What may strike the reader about these arguments is the somewhat unnatural dichotomy implicit in the above discussion -- specifically 1. that we must delegate things to either the public or private realms, and 2. that we should not wholly rely on either the public or private realm to advance policy. Like all social concepts this dichotomy is a social construction, and a really interesting history of thought question would be to ask, how did this social construction evolve? To what extent was it influenced by economics?
Pragmatists such as Margaret Radin would argue that the goal of democratic policy is to draw a finely-tuned line between the public and private in a way that preserves our innermost sense of personhood.
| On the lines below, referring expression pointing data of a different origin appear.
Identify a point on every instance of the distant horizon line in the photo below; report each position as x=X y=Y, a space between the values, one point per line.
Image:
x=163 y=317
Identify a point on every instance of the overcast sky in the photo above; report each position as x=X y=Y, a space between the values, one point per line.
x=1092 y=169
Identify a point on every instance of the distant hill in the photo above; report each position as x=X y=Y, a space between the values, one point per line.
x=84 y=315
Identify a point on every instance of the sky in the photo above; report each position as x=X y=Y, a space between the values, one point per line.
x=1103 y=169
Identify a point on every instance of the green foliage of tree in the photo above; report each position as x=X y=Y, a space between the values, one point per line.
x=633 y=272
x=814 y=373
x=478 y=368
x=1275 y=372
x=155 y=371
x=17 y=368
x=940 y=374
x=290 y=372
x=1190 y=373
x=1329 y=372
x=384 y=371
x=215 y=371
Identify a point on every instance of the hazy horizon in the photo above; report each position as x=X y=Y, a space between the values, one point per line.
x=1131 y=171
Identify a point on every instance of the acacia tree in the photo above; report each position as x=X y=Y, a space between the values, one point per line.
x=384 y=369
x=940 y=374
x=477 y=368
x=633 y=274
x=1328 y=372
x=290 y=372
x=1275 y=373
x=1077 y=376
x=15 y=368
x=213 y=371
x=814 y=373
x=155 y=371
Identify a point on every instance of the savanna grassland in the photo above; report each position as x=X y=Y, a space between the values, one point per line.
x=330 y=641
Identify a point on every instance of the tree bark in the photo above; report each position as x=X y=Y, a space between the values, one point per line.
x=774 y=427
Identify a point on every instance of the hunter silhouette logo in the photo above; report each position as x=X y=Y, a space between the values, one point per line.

For example, we may permit prostitution as a way for females to further their economic position in society, but we could reduce the role that contract plays in its operation so as to sidestep issues of commodification (the state could severely regulate contracts, lessening the role of private enforcement).
More extreme solutions might take note of the historically contingent character of the public-private distinction, calling for an embedding of the two within each other. That is, they would recognize that within the history of capitalism these public-private distinctions take place as part of larger ideological forces which attempt conceptualize private relations as different from public ones. The goal was (and is) to delegate a set of relationships based on hierarchy and unequal exchange in the private sphere.
Of course, this is quite a bit of a digression from the FT piece. But it spurs an important point related to the article: the "department store Santa Claus" is not absurd because we need to hide the fact that he's intimately related to the market from the children. He is absurd because he fundamentally accepts capitalist social relations -- that's true whether we look at his relationship to the department store or his own factory in the North Pole.
In this way he is no different from the bastardized western Nanny state -- gift giving with a cruel historical twist re: labor relations.